Will it be a return to the wild, wild where fast and loose lending created a hype housing bubble? No. It will, though, eventually force a major market correction involving existing homes selling in Manteca in many cases for less than they would cost to build new. That correction - whether it starts six months from now or a year or so - will bring a climb in prices that are then expected to level out for a while.
That climb is what really will get the home building industry - the undisputed juggernaut of Northern San Joaquin Valley economic growth no matter how you dice it - going off life support.
A survey of new home builders in Manteca shows that a growing number of buyers are from the Bay Area.

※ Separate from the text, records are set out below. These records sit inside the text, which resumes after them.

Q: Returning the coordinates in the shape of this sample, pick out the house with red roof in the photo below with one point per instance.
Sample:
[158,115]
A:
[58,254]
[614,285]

This time around given how Manteca’s new home building numbers last year of 304 new starts dwarfs everyone around including Stockton that came in next at 120, Manteca is more likely to serve as the bellwether city for this side of the Altamont in terms of how well the improving Bay Area economy will impact the Northern San Joaquin Valley’s ability to put the building trades back to work.
Even with unemployment at 16.1 percent and more foreclosures , Manteca continues to serve as a city of contrasting economic news with sales tax rising, new home builders miles ahead of every city in the Northern San Joaquin Valley, and with only one of the few major retail project moving forward in Northern California.
It is dawn in Manteca after the long darkness. The problem, though, is this dawn is probably not going to widen into a bright day for a year of Sundays which gives people plenty of time to secure affordable housing or to position themsleves for the coming resurrection of an economy fueled by the much more crowded and higher priced Bay Area.